We climbed all over the place, found a geocache and had great fun hopping from rock-to-rock.
I’ve built a few rock walls. It’s not horribly hard work, on the scale that I’ve undertaken, but the walls at Grates Cove are more sophisticated than anything I’ve contemplated. Many are three or four feet high and often two to three feet thick. They took huge amounts of labour and planning to execute.
They were a necessity, though, in a place that has no trees. Fences to keep animals both out and in were necessary, as were root cellars and foundations for buildings. I have often wondered if the culture of wall and stone building in Grates Cove is significantly different from in other places.
It’s interesting to look at the terrain and guess which areas were used for gardens. There is very little natural soil in Grates Cove. What exists was created by the inhabitants using seaweed, manure, compost and any other organic matter that could be gathered.

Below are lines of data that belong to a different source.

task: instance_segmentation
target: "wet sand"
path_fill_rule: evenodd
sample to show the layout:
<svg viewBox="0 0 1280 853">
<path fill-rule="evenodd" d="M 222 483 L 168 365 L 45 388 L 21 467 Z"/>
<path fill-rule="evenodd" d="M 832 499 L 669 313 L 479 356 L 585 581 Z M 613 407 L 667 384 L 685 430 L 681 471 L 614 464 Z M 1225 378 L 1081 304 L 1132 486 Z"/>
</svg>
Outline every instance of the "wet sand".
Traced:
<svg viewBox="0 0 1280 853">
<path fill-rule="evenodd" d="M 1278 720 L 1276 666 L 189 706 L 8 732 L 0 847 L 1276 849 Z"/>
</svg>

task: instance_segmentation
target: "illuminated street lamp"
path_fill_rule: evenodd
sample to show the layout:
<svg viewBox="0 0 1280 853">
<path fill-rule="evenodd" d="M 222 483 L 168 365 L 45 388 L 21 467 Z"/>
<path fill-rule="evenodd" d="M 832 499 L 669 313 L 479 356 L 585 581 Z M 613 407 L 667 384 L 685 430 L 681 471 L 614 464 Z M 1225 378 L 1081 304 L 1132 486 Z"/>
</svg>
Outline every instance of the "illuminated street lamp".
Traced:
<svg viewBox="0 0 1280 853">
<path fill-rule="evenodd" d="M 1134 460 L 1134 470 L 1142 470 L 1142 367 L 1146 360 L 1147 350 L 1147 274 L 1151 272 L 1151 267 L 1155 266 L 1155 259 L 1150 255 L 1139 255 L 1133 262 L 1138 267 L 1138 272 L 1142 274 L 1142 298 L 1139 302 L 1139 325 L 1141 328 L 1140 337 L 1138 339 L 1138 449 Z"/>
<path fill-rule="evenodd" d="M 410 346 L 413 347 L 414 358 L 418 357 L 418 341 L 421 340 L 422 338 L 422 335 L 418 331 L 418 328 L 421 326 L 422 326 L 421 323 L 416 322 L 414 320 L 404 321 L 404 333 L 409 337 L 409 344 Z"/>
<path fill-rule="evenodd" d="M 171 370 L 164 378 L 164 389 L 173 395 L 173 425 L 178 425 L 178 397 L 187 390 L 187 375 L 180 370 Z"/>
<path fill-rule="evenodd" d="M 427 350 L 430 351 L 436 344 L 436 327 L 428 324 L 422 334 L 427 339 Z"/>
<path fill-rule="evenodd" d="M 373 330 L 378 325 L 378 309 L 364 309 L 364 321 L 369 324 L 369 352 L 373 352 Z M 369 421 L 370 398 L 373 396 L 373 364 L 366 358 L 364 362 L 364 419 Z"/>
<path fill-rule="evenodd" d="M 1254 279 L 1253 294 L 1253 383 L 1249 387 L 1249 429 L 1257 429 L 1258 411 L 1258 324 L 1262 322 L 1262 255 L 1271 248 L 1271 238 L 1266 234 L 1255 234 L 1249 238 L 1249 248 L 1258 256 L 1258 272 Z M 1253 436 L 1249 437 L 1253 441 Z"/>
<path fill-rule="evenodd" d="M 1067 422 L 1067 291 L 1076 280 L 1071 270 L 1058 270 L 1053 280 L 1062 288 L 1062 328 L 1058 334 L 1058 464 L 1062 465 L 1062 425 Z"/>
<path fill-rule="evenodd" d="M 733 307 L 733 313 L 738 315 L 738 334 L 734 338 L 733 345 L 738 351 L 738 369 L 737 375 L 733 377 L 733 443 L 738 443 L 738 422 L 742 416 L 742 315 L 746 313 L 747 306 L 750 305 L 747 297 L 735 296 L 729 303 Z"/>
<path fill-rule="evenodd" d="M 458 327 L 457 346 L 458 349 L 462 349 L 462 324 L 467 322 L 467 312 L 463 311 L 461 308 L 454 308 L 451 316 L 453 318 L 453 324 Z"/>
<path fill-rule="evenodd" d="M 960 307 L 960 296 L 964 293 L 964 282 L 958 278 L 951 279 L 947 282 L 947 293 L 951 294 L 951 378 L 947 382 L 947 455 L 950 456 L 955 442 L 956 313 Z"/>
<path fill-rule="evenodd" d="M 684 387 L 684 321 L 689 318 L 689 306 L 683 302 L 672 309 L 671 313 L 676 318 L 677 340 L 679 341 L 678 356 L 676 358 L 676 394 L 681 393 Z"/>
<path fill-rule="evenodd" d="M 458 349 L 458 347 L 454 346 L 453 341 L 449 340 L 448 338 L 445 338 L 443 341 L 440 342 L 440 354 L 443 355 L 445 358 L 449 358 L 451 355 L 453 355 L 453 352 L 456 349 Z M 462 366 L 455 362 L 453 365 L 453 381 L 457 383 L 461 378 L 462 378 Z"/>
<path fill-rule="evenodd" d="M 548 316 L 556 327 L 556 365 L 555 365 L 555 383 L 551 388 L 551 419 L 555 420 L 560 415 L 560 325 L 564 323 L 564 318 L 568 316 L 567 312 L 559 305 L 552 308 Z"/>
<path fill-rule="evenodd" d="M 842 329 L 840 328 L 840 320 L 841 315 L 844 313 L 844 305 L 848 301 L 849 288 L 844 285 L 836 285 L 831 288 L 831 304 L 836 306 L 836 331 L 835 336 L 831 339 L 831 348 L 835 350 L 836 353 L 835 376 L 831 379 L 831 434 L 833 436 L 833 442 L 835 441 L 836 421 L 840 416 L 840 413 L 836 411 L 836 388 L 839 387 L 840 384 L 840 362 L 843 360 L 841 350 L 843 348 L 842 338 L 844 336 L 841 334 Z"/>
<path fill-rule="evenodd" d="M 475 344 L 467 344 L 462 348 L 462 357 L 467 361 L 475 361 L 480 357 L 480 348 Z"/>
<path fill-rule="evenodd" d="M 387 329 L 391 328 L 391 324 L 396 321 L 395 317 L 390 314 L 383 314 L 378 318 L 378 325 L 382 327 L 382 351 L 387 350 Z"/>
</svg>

After a couple of hours of wandering, we strolled through the village. Katherine and Jasper found a grassy spot and did head-stands:
I was on the lookout for Grates Cove Studios, the woodworking studio of Terrance and Courtney Howell. We found their home, where they currently have their small shop and work area. They also have bought the old local schoolhouse and are renovating it to turn it into a shop and public space for hosting workshops and events. To boot, they are also finishing off the renovations on their artists’ retreat cottage (it should be done any day now) and will soon be offering home-cooked meals. I can’t wait to come back later in the summer and see what they’ve wrought!
After enjoying a visit with Terrance and Courtney, we hopped off to climb up the Big Hill for another geocache and a Grate view (pun intended).
It’s a short and relatively easy walk over boardwalk, most of the way. The view at the top is quite dramatic!
Rowan pup came along for the trip and would like to state, unequivocally, that Grates Cove is exceptionally good border collie terrain and she would like to thank the hundreds of tireless workers throughout history who built these excellent rock walls. They apparently make superb jumps and even better balancing beams.
So Grates Cove has changed a bit since I was last there. A list of amenities can be found here. There’s also a fish and chips place and a convenience store in town. The nearest gas station is still Old Perlican, but that’s none too far away. It’s a charming spot that I think is heading in the right direction, tourism-wise. The craft studio and shop is exciting and promises to be even better as time goes on. The only think I’d love to see them do is to map out the trails around the walls better. While it’s certainly easy to cross the heath off-trail, you’re never quite sure if you’re going to the right way and if you might be missing something to which a trail might have led you.
We’ve made tentative plans for a return trip in the fall, with an eye to using our GPS to create some better trail maps and camping out somewhere nearby, since there are still places in Grates Cove that I never seem to get to in one visit.
If you have not yet been to Grates Cove, go! It’s well worth the drive! In fact, why not check out Terrance’s Walking Book Workshop on July 7th & 8th and make the trip? You won’t regret it!